Alors qu'Ottawa engage des milliards de dollars dans l'achat d'avions de chasse dont nous ignorons toujours l'utilité, alors que Québec dépensera des centaines de millions de dollars pour construire un amphithéâtre dont les revenus bénéficieront principalement à l'entreprise privée, alors que les administrateurs grassement payés de nos institutions d'enseignement supérieur quittent leurs postes avant la fin de leur mandat en empochant des primes de départ astronomiques, il est assez cocasse de voir M. Pierre-Yves McSween écrire que les étudiants sont «chanceux», au moment même où ceux-ci se verront imposer par le nouveau budget libéral une hausse impitoyable des droits de scolarité de 75% tout de suite après en avoir digéré une de 30%.

Du haut de sa tour, M. McSween relativise la hausse des droits de scolarité en la mettant en parallèle avec la hausse du salaire minimum et avec la baisse du prix des ordinateurs portables. Si la baisse du prix des ordinateurs constitue une bonne nouvelle pour le portefeuille de certains étudiants, nul besoin d'être comptable pour savoir que cela n'est point un indicateur fiable de leur pouvoir d'achat et encore moins de l'augmentation de leur qualité de vie ou de leur «chance».

D'ailleurs, tandis que le prix des ordinateurs portables a diminué, le prix d'autres produits et services bien plus vitaux (nourriture, vêtements, logement, transport en commun, etc.) n'a cessé d'augmenter, ce qui vient modérer considérablement les effets d'une hausse du salaire minimum.

Loin d'être chanceux, les étudiants en arrachent. En effet, ils travaillent en moyenne 15 heures par semaine et 37 heures pendant l'été et malgré cela, 61% d'entre eux sortent du premier cycle d'études supérieures endettées, dont 25 % de plus de 18 000 dollars. Quant aux plus pauvres, l'aide financière aux études (AFE) leur permettra de survivre. Survivre étant le terme le plus juste, puisque l'AFE considère que 7 dollars par jour suffisent pour se nourrir.

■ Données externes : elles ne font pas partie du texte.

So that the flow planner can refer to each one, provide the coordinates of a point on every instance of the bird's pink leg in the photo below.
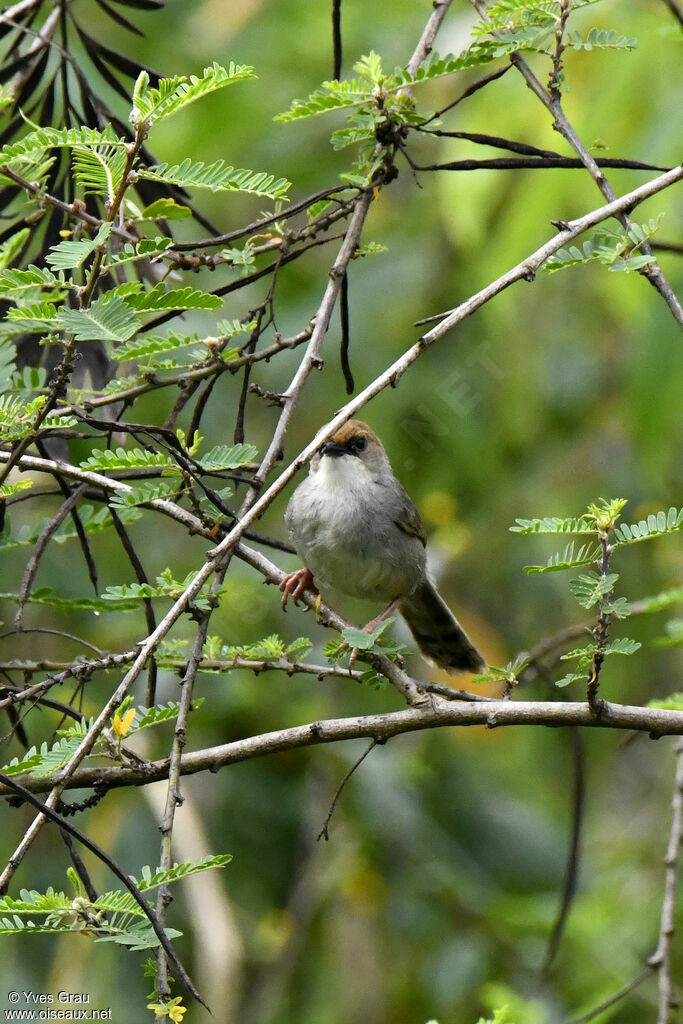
(294, 585)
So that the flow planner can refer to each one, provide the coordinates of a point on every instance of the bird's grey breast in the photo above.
(342, 520)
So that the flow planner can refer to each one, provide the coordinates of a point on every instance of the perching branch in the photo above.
(654, 721)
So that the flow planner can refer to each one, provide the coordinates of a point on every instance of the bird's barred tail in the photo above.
(437, 632)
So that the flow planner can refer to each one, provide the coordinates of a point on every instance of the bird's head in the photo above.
(354, 445)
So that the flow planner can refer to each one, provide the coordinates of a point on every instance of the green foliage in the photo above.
(589, 589)
(109, 318)
(218, 176)
(173, 94)
(659, 601)
(109, 461)
(11, 248)
(165, 209)
(17, 416)
(45, 595)
(99, 169)
(13, 283)
(595, 590)
(166, 587)
(145, 249)
(674, 637)
(554, 524)
(268, 649)
(7, 489)
(227, 457)
(92, 521)
(507, 674)
(33, 146)
(656, 524)
(159, 299)
(142, 494)
(617, 250)
(74, 252)
(113, 916)
(566, 559)
(673, 702)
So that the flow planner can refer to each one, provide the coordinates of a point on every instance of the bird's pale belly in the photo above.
(354, 554)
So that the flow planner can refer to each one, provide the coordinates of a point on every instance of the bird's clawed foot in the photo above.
(294, 585)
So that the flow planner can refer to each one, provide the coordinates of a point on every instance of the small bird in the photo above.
(357, 531)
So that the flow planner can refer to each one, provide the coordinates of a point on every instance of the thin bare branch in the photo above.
(440, 714)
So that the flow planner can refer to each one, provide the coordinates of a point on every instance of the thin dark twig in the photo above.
(51, 632)
(78, 522)
(39, 550)
(344, 316)
(173, 797)
(258, 225)
(324, 833)
(571, 869)
(65, 709)
(660, 960)
(67, 826)
(79, 866)
(336, 39)
(150, 617)
(470, 90)
(676, 10)
(615, 997)
(534, 163)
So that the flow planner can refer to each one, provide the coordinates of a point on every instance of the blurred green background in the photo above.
(436, 892)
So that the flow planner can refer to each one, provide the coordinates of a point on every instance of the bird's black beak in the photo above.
(331, 448)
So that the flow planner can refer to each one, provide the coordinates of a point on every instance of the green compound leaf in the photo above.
(589, 589)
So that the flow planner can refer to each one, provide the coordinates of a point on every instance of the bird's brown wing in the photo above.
(409, 519)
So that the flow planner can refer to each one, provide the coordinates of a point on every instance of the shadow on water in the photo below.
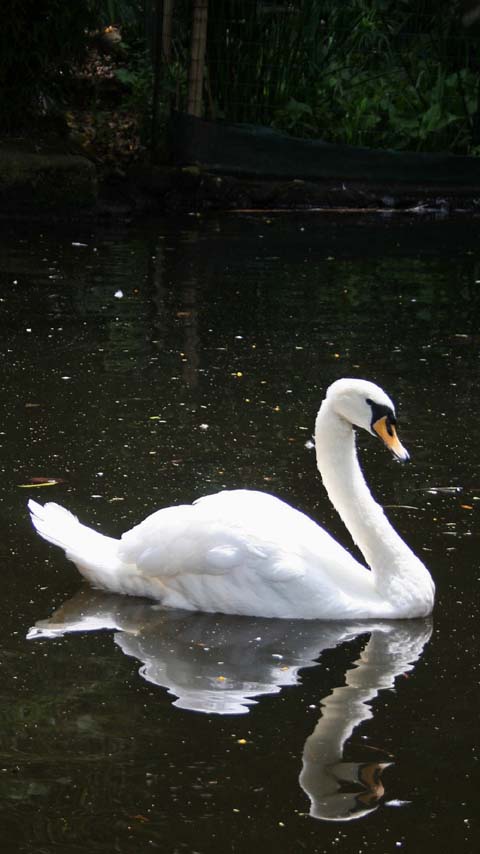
(185, 653)
(145, 366)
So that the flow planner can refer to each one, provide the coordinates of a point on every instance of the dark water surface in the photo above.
(148, 365)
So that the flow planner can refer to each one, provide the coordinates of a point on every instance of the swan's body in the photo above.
(247, 552)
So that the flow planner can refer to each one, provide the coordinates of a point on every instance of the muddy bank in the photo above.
(51, 183)
(48, 184)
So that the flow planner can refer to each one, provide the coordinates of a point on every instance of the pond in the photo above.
(149, 364)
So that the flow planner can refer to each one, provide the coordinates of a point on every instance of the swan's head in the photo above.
(366, 405)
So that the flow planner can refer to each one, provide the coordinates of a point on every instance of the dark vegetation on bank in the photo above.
(99, 79)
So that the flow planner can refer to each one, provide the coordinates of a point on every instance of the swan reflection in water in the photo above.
(218, 664)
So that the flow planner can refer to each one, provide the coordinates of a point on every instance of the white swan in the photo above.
(246, 552)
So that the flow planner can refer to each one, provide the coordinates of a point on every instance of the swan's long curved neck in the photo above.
(399, 576)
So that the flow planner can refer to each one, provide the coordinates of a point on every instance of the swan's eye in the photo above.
(379, 410)
(390, 421)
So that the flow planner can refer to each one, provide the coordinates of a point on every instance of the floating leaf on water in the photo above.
(36, 482)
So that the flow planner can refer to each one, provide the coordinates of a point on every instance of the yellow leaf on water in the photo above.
(37, 485)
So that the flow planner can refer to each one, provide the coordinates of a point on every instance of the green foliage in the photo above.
(40, 40)
(381, 73)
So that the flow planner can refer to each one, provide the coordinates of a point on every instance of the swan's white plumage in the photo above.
(247, 552)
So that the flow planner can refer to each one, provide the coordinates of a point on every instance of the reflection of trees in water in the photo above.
(221, 665)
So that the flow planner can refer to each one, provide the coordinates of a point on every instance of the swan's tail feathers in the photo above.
(95, 555)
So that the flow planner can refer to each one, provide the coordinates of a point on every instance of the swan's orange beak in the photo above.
(387, 433)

M. McSween tente ensuite de faire avaler aux étudiants que les études à faibles coûts constituent un «privilège», oubliant qu'il s'agit pourtant d'une réalité dans bon nombre de pays européens (lorsque ceux-ci n'ont pas tout simplement un régime de gratuité).

Pour illustrer son propos, il évoque ses parents et grands-parents qui ont fait leurs études dans des conditions bien plus difficiles. Il faut avoir une conception tout à fait tordue du progrès pour penser qu'une génération doit faire abnégation de ses droits et de ses idéaux sous prétexte que les générations qui l'ont précédée vivaient une situation moins enviable. En allant au bout de la logique de M. McSween, on pourrait arguer que les groupes féministes qui luttent courageusement pour le droit des femmes devraient se taire sous prétexte que la situation des femmes d'aujourd'hui est meilleure que celles des femmes d'il y a 50 ans.

Mais là où, à notre sens, M. McSween dépasse les bornes, c'est dans sa tendance à appliquer la logique du marché au monde de l'éducation. L'éducation n'est pas un panier de bleuets du marché Jean-Talon ou un four à micro-ondes de chez Brault & Martineau: sa valeur ne peut être chiffrée pour la simple et bonne raison qu'elle dépasse (et de beaucoup) ce qu'un marché boursier peut évaluer.

L'éducation est bien plus qu'un «investissement» ou un simple service. Ce n'est pas un REER ou une police d'assurance. L'éducation est ce qui fait la différence entre une société éveillée et une société aliénée, entre un citoyen et un simple engrenage du système. L'éducation est ce qui fait que des générations entières ont pu, à travers l'Histoire, s'émerveiller du savoir cumulé par l'humanité au fil des âges, et d'avoir la capacité et le courage d'y contribuer à leur tour.

L'éducation, de l'enfance à l'âge adulte, n'est pas un privilège. C'est un droit et un devoir pour chacun d'entre nous. Vouloir la monnayer, en faire un vulgaire produit pour les centres d'achats de la nation, est une insulte contre l'espèce humaine et l'idée même de progrès.